Ils s’étaient tus un long moment et Eva Lind avait fini par lui demander si elle pouvait dormir sur le canapé, n’ayant pas le courage de rentrer chez elle.
– Évidemment, avait répondu Erlendur.
Il s’était levé pour aller se coucher.
– Si j’en avais eu besoin à un moment ou à un autre, il y a longtemps que je l’aurais fait, déclara Eva Lind en se tournant sur le côté.
– Besoin de quoi ?
– De te pardonner, avait-elle répondu.
Erlendur fut arraché à ses pensées par le bruit d’un véhicule dans l’allée. Il entendit la portière s’ouvrir et quelqu’un marcher sur le sentier de graviers qui menait au hangar à bateau. La lumière du jour s’infiltrait par deux petites fenêtres, disposées de chaque côté, et éclairait la poussière qui planait dans l’air. Au-dehors, il apercevait le soleil qui scintillait à la surface du lac de Thingvellir, aussi lisse qu’un miroir dans la quiétude de l’automne. La porte de l’abri s’ouvrit, Baldvin entra et la referma derrière lui. Au bout de quelques instants, l’ampoule au plafond s’alluma. Baldvin ne remarqua pas immédiatement la présence d’Erlendur qui le vit chercher quelque chose, se baisser puis se relever en tenant le défibrillateur dans ses bras.

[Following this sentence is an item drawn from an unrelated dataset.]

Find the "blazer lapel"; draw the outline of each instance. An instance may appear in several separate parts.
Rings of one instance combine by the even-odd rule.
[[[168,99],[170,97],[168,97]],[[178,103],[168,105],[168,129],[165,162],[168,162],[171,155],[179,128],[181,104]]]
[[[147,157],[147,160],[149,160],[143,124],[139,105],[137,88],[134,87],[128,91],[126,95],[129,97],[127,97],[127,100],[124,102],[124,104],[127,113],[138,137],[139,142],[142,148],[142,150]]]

– Je commençais à croire que vous ne viendriez pas, déclara Erlendur tout en sortant du recoin où il s’était assis pour s’avancer dans la lumière.
Baldvin sursauta et l’appareil faillit lui échapper des mains.
– Nom de Dieu, vous m’avez fait une de ces peurs, soupira-t-il. Puis, reprenant ses esprits, il tenta d’afficher de la colère teintée de consternation. Qu’est-ce que… ? Enfin, qu’est-ce que ça veut dire ? Que faites-vous ici ?
– La question ne serait-elle pas plutôt ce que vous êtes venu faire ici ? rétorqua Erlendur, imperturbable.